А тебе не жалко времени, сидеть здесь, пока я сплю?

Нет, совсем не жалко, ложись и спи, я буду рядом.

Он лег, а я закрыла жалюзи на окнах и потом села на край его постели. Помассируй мне шею, попросил он. У него была привычка задирать подбородок, так что он смотрел на мир снизу вверх, и шея должна была постоянно болеть от такого напряжения. Когда он с жаром рассказывал о чем-то, его плечи и подбородок расслаблялись и опускались, его осанка становилась совсем обычной, но это случалось нечасто. Я спросила его, хорошо ли он видит, он сказал: да, а почему ты спрашиваешь. Потому что ты так странно держишь голову. Он смутился и ответил: но ведь это же хорошо – высоко и гордо нести голову. Я легонько массировала его шею, он лежал, закрыв глаза, потом стал тихонько похрапывать. Через некоторое время его дыхание прервалось, он поднял веки и посмотрел на меня, не понимая, кто я такая и почему я здесь. Потом вспомнил и сказал:

Мне снилось, будто я снова в семинарии.

В сутане, спросила я. Да, в сутане, я был тогда жутко худой. Экзамен снился. Что есть надежда, Варгиз Исахак? Надежда есть богословская добродетель, благодаря которой мы чаем вечной жизни, верим в то, что обещал Христос, полагаемся на помощь благодати, исходящей от Духа Святого, и не оставляем усилий до конца этой земной жизни, чтобы заслужить вечную.

Он сел на кровати и улыбнулся.

Что суть страсти? Чувства, или страсти, суть эмоции или движения чувственного аппетита, которые побуждают нас действовать – или не действовать – в отношении того, что мы воспринимаем как хорошее либо как дурное. Существует много страстей, и главная среди них – любовь. Что такое любить?

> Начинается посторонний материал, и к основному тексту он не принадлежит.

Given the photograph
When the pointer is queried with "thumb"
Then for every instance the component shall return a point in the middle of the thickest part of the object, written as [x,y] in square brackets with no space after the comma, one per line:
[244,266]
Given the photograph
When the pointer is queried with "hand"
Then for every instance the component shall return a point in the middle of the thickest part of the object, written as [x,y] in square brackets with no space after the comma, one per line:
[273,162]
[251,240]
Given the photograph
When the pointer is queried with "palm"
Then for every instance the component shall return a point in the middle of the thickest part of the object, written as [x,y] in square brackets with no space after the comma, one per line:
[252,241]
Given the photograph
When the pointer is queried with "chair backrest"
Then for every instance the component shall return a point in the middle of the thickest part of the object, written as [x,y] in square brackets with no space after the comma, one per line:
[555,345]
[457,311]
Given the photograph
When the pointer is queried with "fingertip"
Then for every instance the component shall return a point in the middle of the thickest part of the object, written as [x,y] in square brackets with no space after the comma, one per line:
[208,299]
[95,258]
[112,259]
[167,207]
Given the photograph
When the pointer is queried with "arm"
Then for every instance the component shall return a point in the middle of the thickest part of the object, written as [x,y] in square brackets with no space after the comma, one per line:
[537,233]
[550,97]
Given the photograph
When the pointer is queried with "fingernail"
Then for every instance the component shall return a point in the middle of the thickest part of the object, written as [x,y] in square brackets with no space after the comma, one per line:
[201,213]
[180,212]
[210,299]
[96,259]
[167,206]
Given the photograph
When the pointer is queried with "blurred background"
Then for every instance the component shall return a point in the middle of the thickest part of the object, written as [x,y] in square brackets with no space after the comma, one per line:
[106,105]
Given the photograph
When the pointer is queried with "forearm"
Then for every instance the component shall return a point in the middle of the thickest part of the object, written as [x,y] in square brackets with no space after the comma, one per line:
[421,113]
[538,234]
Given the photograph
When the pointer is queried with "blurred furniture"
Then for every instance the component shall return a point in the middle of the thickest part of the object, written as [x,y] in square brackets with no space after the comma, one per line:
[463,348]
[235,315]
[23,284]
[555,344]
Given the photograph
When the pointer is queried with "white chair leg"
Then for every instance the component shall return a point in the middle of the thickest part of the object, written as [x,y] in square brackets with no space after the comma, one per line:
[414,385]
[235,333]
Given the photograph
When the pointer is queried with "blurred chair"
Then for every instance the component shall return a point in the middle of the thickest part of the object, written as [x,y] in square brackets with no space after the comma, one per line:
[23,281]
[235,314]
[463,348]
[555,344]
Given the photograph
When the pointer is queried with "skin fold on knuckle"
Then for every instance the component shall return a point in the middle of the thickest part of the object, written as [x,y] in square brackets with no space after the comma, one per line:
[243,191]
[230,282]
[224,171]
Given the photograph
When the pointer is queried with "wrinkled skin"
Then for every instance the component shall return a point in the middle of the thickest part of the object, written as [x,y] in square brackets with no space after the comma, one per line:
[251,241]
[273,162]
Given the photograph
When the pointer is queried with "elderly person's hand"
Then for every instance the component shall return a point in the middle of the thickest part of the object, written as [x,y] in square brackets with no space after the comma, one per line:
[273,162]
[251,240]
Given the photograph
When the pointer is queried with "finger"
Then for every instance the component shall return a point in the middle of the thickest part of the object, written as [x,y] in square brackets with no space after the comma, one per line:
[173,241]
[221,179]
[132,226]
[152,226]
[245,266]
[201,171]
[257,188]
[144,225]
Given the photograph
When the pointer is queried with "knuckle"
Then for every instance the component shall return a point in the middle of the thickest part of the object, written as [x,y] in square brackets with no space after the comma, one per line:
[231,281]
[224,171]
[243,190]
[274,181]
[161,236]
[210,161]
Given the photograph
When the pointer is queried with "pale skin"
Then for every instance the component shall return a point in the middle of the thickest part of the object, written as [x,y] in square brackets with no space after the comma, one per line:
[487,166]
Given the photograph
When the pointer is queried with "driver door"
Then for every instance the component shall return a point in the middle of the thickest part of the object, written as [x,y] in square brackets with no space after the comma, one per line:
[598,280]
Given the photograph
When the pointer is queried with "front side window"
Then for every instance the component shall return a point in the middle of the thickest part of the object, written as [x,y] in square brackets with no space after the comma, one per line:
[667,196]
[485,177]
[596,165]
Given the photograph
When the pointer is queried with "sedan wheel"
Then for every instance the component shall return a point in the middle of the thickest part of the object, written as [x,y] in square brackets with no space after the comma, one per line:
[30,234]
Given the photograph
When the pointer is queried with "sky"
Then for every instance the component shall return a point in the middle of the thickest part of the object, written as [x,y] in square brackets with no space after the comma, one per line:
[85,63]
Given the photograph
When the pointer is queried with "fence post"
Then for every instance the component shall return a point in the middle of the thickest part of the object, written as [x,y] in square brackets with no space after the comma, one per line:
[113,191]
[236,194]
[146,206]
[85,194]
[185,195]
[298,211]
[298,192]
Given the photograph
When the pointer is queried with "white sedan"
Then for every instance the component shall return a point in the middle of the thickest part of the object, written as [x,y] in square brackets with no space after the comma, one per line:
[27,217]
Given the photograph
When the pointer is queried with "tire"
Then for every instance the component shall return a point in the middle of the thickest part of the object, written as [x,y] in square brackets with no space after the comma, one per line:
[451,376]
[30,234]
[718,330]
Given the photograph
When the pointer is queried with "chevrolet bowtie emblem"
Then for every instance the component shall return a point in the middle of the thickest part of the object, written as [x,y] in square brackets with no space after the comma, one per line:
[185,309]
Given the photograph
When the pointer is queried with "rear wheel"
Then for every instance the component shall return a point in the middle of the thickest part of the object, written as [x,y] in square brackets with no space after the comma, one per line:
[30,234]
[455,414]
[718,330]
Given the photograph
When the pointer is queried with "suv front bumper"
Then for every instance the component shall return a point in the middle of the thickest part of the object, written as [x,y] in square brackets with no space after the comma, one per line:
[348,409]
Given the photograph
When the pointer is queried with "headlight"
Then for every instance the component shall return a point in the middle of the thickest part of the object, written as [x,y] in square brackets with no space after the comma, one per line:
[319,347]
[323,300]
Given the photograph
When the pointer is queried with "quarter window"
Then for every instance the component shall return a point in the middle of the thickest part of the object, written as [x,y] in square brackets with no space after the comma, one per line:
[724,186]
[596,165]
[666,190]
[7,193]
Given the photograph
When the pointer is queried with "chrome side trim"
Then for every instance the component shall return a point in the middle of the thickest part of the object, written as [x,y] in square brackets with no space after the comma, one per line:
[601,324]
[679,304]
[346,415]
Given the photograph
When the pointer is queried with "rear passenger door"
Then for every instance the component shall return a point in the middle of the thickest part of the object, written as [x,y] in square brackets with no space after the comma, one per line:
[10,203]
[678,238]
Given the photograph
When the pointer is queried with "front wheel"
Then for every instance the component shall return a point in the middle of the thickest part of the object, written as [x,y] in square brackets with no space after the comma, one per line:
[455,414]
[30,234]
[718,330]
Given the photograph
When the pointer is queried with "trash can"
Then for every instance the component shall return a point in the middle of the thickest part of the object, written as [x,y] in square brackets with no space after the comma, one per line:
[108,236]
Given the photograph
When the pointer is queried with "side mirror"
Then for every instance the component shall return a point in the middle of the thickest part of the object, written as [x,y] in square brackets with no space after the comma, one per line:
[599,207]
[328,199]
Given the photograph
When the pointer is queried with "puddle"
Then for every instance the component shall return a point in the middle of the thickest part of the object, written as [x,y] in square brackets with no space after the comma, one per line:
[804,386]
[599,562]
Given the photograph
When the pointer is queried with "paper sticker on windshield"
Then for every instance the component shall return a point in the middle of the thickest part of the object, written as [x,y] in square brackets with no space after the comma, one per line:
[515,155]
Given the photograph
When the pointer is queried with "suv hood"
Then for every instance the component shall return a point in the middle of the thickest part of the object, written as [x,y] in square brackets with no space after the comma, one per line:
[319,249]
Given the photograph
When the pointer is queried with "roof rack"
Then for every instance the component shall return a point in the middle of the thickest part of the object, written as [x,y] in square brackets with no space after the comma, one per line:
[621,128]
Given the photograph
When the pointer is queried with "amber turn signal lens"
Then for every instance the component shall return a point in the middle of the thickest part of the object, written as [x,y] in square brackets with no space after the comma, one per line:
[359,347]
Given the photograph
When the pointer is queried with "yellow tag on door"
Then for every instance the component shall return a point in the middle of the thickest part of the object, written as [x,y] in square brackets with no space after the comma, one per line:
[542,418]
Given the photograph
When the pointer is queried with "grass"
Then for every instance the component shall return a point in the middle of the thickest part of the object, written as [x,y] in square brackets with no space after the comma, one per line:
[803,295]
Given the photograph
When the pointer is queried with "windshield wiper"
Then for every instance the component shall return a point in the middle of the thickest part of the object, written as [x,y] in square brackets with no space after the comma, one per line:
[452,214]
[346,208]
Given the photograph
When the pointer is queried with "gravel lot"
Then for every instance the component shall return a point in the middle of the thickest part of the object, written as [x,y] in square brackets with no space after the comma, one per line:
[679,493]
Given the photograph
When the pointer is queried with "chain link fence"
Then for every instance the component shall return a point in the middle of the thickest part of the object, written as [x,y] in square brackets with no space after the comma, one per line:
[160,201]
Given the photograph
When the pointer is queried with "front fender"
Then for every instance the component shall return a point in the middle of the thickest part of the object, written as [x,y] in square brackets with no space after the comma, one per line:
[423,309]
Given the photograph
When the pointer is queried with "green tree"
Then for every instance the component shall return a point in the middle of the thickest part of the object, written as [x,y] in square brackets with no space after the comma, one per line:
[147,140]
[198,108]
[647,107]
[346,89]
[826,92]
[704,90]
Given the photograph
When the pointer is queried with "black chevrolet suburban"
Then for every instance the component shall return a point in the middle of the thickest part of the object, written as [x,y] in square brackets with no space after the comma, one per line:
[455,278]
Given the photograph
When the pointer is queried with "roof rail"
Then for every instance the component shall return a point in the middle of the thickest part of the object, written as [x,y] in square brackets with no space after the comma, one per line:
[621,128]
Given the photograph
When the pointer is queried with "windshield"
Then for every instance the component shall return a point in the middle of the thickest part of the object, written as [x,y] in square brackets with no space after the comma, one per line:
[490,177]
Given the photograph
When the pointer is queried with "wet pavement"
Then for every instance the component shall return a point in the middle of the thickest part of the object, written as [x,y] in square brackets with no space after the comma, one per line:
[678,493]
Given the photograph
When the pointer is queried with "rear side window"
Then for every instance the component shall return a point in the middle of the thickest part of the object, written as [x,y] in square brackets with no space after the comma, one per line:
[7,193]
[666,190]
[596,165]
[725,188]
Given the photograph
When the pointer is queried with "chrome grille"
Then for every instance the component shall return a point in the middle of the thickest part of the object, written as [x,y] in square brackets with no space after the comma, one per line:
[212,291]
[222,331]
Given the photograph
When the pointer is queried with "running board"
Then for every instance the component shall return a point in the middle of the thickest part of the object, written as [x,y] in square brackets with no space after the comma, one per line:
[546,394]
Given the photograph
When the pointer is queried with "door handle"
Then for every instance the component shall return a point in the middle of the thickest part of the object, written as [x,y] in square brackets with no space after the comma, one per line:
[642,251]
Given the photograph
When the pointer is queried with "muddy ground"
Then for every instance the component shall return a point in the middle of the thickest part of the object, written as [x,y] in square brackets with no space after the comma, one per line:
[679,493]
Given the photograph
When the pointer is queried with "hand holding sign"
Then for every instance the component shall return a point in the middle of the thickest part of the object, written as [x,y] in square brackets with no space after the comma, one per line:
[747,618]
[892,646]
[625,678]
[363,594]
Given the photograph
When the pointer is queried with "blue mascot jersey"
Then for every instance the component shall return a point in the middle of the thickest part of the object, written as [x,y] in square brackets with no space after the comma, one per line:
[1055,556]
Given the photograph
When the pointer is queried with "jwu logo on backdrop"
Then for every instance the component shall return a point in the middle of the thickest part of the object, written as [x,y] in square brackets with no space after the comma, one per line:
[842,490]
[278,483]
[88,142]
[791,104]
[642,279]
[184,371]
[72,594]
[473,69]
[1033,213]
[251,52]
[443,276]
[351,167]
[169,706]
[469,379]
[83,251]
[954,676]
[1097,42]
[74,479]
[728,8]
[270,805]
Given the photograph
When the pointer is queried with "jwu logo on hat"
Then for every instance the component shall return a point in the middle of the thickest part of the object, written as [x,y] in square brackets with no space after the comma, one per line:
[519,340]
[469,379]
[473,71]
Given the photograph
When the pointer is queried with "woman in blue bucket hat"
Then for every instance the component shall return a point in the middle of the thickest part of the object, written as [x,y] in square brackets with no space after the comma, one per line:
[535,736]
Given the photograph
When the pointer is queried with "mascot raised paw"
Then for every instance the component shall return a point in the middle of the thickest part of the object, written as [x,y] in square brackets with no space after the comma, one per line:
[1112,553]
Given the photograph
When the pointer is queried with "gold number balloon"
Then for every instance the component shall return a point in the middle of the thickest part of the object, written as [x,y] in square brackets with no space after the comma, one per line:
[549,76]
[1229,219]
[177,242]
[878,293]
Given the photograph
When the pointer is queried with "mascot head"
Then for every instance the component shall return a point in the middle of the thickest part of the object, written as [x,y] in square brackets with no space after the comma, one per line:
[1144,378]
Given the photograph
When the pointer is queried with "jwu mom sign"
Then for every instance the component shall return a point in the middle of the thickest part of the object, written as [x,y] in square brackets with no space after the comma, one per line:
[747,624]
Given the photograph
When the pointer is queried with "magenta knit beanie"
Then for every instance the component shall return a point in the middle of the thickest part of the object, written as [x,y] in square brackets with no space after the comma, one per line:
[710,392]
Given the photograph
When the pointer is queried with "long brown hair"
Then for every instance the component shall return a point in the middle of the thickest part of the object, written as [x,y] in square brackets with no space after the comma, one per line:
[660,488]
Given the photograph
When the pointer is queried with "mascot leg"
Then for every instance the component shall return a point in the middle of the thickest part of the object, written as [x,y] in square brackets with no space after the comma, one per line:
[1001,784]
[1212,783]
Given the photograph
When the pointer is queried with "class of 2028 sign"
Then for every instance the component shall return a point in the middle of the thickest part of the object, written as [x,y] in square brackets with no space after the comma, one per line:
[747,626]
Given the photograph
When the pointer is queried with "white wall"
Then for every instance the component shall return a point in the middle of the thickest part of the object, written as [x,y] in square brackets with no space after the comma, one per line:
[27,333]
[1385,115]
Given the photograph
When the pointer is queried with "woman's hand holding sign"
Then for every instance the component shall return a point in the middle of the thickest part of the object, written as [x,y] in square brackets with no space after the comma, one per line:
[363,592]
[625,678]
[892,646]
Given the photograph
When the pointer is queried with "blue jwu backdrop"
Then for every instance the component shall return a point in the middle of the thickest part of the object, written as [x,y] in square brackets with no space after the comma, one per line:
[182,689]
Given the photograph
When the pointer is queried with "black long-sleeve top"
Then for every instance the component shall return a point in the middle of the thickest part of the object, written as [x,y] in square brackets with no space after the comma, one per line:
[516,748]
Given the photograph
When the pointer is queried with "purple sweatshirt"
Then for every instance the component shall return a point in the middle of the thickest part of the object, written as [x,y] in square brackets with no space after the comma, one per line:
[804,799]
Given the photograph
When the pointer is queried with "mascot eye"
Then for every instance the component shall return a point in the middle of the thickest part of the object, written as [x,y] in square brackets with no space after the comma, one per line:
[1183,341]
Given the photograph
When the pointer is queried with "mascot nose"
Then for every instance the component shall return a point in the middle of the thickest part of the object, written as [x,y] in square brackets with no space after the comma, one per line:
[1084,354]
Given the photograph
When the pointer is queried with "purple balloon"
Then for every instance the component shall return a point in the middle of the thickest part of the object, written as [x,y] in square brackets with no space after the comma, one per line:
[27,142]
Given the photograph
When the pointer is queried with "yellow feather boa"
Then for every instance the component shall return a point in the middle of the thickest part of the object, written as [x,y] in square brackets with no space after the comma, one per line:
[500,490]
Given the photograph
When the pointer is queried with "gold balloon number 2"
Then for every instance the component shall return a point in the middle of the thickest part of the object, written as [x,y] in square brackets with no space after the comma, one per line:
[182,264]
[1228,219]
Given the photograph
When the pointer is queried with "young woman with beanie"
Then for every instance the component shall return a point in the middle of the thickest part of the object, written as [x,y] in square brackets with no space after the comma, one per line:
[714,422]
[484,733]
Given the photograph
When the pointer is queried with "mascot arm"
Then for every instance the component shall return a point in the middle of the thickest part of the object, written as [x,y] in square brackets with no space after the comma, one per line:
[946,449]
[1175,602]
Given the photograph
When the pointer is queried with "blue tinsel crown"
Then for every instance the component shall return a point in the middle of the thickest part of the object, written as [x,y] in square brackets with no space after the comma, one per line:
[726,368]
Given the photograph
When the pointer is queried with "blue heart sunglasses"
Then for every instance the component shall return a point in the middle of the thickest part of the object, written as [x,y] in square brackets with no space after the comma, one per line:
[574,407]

Аквинат отвечает: «любить – значит желать кому-то добра». Аристотель пишет: «любить – значит желать кому-либо того, что ты считаешь добром». Тебе не кажется, что есть разница между «желать добра» и «желать того, что считаешь добром»? Аристотель допускает возможность, что любовь может быть и злом – если ты ошиблась в своем понимании добра. Например, если ты любишь кого-то, а он из-за твоей любви страдает.

Если я, например, буду преследовать тебя своей любовью?

Ни о чем об этом Аквинат не думает. Любить – значит желать добра, и все. Добро есть Бог, и потому любить кого-то значит желать, чтобы он стал ближе к Богу. Знаешь, что когда братья заперли его с проституткой, чтобы он опомнился и перестал рваться в монахи, он выхватил полено из камина и заревел, что подожжет весь дом?